Was nun zuerst war – ob Huhn, ob Ei – mag ungeklärt sein. So kurz vor Ostern ist viel wichtiger, dass das Ei in grosser Anzahl in den Regalen liegt. Immerhin essen Herr und Frau Schweizer einen grossen Teil ihrer durchschnittlich 175 Eier im Jahr in der Osterzeit. Einen Teil dieses Bedarfs decken die 8000 Legehennen von Familie Degen.

Deren Tiere gackern, scharren und legen ein paar Autominuten oberhalb von Eptingen um die Wette. Hier bewirtschaftet die Familie Degen den Hof Habsen. Neben den Legehennen kultivieren sie auf vier Hektaren Obstbäume, versorgen Aufzuchtrinder und 24 Milchkühe. Ihre Hühner sind «Naturafarm»-zertifiziert. Das bedeutet: limitierte Herdegrössen, hoher Tierschutz, das Futter stammt aus Europa, Antibiotika ist tabu und die Kontrollen streng. Und Auslauf haben die Tiere auch.

Vollautomatische Fütterung

«Zur Osterzeit braucht es Unmengen von Eiern», erklärt Sonja Degen, während sie durch den Stall führt. Dieser ist ausgestattet mit viel Tageslicht, Naturboden, vollautomatischer Fütterung und Belichtung. Es gackert und scharrt, weisse Körper mit roten Kämmen stieben durcheinander, als sich die Tür öffnet, denn Hühner sind schreckhafte Tiere. Doch sie gewöhnen sich schnell an den Besuch und widmen sich wieder dem Picken und Trinken und Eierlegen.
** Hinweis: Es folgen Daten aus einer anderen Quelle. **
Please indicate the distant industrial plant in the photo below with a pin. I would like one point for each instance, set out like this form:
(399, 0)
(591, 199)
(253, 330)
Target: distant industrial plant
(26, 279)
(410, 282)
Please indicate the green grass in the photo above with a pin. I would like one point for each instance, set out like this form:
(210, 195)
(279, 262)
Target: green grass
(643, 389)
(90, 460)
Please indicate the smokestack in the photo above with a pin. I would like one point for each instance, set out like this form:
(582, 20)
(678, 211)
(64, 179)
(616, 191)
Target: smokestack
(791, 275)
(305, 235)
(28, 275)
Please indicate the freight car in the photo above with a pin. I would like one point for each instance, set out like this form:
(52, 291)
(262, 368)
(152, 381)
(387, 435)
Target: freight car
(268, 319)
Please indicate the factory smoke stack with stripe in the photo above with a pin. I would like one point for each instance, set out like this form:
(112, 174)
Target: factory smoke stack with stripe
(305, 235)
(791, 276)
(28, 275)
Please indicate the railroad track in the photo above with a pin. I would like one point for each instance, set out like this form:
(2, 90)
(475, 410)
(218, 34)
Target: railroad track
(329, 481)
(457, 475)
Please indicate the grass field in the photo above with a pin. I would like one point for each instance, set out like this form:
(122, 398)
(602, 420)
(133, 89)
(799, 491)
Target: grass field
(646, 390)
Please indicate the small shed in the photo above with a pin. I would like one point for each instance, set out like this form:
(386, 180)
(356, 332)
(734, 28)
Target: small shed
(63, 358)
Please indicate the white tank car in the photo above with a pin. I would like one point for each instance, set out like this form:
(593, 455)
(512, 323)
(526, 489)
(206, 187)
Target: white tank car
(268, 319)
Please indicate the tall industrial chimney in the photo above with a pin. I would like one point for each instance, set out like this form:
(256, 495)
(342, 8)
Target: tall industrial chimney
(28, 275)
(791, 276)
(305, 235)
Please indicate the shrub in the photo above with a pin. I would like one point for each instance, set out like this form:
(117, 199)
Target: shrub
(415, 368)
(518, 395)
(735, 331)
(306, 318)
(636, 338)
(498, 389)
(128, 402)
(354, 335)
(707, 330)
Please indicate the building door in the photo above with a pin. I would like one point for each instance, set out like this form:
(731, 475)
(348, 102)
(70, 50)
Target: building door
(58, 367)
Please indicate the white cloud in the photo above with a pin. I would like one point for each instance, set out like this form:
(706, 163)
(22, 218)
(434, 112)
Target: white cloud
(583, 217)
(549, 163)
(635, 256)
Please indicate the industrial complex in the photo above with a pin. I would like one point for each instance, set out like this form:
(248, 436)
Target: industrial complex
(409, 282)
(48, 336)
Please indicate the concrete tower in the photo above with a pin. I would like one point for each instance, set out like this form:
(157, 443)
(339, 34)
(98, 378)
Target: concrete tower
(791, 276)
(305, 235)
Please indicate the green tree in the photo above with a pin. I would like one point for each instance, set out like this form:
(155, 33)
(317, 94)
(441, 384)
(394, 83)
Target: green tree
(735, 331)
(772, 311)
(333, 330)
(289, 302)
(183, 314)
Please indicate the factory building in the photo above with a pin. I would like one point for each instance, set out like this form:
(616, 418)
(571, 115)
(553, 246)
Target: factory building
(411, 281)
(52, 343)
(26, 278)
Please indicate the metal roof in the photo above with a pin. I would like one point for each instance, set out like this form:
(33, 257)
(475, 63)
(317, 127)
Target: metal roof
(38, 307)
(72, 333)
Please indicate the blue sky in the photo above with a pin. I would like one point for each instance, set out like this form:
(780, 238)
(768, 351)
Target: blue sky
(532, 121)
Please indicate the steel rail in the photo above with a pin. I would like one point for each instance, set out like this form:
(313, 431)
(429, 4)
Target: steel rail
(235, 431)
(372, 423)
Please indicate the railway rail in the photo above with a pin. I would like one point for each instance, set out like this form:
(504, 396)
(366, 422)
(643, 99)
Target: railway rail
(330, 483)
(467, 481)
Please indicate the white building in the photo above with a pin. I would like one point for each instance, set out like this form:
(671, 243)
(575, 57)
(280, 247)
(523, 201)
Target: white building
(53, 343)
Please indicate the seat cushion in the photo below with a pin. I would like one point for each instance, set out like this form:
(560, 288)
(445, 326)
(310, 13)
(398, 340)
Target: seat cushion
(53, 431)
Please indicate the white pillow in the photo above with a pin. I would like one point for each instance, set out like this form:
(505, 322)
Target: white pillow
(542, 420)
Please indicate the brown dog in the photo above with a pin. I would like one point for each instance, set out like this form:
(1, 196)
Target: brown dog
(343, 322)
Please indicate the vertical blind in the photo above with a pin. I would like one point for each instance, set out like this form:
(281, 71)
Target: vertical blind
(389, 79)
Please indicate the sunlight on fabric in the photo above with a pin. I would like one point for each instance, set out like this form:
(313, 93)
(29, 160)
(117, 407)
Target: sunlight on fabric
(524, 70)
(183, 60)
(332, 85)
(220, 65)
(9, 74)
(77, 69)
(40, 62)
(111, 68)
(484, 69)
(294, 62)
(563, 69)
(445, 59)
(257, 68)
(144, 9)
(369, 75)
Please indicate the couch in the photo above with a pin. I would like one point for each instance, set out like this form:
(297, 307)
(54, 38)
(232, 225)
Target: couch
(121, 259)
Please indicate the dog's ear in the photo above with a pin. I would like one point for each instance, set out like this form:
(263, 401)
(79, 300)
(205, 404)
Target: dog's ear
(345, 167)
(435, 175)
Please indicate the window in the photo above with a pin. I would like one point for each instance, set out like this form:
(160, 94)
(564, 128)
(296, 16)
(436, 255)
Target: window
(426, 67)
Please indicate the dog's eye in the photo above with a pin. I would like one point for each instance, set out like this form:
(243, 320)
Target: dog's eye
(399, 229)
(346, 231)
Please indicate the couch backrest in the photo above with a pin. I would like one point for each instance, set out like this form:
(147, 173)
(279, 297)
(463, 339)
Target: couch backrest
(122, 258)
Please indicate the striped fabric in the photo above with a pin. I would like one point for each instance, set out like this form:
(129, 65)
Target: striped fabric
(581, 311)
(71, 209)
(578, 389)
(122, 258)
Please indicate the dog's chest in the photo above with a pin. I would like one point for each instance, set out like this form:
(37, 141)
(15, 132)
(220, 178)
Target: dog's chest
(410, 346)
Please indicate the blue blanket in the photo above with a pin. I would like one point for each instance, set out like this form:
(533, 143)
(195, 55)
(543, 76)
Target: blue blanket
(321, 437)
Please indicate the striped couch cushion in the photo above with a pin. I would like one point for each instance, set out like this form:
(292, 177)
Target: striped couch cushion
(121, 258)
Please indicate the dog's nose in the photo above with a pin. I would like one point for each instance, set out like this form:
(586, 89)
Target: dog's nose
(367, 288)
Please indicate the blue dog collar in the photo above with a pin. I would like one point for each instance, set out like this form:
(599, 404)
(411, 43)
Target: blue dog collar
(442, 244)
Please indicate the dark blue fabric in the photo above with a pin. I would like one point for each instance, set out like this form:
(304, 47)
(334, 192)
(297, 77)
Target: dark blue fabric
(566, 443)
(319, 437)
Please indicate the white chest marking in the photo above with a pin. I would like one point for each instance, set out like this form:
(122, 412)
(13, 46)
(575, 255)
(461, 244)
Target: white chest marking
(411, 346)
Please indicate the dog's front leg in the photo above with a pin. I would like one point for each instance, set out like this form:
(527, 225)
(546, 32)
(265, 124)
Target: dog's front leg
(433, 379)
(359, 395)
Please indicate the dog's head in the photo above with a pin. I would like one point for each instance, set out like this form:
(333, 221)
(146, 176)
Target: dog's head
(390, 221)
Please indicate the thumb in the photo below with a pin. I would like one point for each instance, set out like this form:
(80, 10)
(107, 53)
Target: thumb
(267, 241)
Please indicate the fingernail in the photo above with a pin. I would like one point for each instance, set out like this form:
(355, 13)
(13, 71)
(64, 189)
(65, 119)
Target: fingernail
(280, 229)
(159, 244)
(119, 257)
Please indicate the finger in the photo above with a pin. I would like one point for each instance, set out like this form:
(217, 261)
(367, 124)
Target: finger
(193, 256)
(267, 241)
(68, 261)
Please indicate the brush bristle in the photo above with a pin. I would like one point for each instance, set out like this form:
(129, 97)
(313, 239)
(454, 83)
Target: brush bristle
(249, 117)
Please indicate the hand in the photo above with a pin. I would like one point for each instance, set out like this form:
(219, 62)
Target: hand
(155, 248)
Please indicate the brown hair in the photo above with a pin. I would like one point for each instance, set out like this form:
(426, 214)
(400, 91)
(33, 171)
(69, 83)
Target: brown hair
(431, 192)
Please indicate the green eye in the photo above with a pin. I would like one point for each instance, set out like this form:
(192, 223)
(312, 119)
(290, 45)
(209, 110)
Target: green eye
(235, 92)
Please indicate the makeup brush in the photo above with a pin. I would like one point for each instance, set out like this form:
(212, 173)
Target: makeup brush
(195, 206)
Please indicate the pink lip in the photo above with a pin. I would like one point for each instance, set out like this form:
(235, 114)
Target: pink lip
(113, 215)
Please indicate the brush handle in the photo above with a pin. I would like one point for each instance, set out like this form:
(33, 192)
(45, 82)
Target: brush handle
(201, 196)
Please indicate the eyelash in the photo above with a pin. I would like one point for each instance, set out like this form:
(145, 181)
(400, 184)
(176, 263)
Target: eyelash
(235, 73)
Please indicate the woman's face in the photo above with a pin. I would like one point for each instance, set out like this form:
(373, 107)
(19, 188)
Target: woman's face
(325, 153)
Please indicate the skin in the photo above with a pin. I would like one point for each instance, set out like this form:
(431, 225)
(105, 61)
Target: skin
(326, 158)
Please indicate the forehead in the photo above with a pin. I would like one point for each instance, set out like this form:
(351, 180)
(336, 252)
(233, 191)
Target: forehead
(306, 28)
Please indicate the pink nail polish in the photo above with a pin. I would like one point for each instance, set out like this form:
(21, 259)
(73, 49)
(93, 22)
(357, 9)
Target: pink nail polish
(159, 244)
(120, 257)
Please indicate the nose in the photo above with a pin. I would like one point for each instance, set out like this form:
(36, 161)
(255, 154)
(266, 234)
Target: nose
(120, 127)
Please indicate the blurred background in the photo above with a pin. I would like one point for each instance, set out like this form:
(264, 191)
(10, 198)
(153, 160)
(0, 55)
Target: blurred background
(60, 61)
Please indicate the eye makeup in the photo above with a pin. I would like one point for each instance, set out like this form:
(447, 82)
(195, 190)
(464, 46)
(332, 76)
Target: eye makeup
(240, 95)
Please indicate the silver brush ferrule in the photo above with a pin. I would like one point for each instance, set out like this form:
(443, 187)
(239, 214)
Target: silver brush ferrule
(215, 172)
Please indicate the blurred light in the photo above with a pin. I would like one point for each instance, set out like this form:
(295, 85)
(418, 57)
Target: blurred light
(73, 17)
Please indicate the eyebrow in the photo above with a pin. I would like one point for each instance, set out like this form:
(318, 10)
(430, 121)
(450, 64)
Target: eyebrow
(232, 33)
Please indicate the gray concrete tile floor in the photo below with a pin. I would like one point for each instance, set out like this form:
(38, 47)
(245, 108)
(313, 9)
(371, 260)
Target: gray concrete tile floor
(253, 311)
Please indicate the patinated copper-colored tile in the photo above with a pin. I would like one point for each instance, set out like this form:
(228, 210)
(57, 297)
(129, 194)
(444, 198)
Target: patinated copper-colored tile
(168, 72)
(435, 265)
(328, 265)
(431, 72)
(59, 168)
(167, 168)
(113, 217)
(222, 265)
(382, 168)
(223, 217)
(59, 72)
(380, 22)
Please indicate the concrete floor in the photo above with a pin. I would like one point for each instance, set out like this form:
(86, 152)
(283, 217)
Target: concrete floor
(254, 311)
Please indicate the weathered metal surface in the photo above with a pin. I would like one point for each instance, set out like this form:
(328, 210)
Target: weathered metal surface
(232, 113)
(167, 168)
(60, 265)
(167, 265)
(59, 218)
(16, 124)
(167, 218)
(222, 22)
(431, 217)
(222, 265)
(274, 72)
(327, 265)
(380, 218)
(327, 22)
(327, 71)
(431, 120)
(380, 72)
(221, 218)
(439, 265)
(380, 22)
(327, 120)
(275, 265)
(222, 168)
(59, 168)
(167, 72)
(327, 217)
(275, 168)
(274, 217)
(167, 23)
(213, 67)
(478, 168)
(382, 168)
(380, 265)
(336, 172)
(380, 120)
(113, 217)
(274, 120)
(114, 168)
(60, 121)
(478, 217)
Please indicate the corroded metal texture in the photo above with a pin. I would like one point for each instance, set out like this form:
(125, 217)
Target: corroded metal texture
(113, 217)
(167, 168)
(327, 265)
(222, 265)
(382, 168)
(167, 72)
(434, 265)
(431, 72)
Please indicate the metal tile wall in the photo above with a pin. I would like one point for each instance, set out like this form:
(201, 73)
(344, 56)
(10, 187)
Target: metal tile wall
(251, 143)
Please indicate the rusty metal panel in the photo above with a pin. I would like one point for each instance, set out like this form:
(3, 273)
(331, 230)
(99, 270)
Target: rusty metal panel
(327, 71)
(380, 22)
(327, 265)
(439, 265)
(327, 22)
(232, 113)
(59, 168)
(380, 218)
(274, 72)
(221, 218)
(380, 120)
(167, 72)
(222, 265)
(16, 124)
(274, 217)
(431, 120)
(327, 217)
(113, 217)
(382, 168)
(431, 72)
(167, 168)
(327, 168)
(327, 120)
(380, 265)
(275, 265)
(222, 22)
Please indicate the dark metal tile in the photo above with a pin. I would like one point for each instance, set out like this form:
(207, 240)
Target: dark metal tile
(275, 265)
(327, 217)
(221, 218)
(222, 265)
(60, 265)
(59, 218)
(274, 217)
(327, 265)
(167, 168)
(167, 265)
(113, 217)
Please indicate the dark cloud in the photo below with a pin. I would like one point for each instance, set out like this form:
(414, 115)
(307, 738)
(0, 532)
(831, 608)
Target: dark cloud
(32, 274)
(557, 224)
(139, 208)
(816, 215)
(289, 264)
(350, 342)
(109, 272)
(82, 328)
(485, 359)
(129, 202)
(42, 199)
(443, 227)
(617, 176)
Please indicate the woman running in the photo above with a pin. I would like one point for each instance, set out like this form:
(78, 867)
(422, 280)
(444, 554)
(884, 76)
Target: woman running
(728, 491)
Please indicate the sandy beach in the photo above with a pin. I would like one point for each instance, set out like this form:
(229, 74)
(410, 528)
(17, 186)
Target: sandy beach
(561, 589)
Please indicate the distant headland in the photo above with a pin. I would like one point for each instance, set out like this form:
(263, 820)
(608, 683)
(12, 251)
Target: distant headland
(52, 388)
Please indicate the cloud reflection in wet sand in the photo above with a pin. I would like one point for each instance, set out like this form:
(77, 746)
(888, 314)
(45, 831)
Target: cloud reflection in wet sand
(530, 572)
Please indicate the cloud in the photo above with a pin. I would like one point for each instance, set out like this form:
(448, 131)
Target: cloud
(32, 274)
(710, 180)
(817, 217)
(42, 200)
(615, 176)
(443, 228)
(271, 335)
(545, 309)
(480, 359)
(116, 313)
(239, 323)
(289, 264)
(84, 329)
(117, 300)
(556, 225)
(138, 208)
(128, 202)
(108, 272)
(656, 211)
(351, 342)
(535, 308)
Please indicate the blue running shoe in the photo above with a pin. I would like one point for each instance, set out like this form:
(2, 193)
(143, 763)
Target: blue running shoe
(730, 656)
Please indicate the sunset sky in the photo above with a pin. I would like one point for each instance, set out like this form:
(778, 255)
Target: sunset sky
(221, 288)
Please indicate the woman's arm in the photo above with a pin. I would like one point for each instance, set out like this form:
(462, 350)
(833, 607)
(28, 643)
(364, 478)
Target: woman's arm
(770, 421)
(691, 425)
Die Degens haben für ihre 8000 Hennen einen exklusiven Vertrag mit Grossverteiler Coop. Daneben halten sie allerdings noch eine kleine Herde von 500 Tieren. Deren Eier landen im eigenen Kuchen und jeden Freitagmorgen (diese Woche am Gründonnerstag) am Stand der Degens auf dem Sissacher Bauernmarkt. Dann gibt es auch die bunten, die Sonja Degen in der knappen Freizeit mit Zwiebelschalen färbt.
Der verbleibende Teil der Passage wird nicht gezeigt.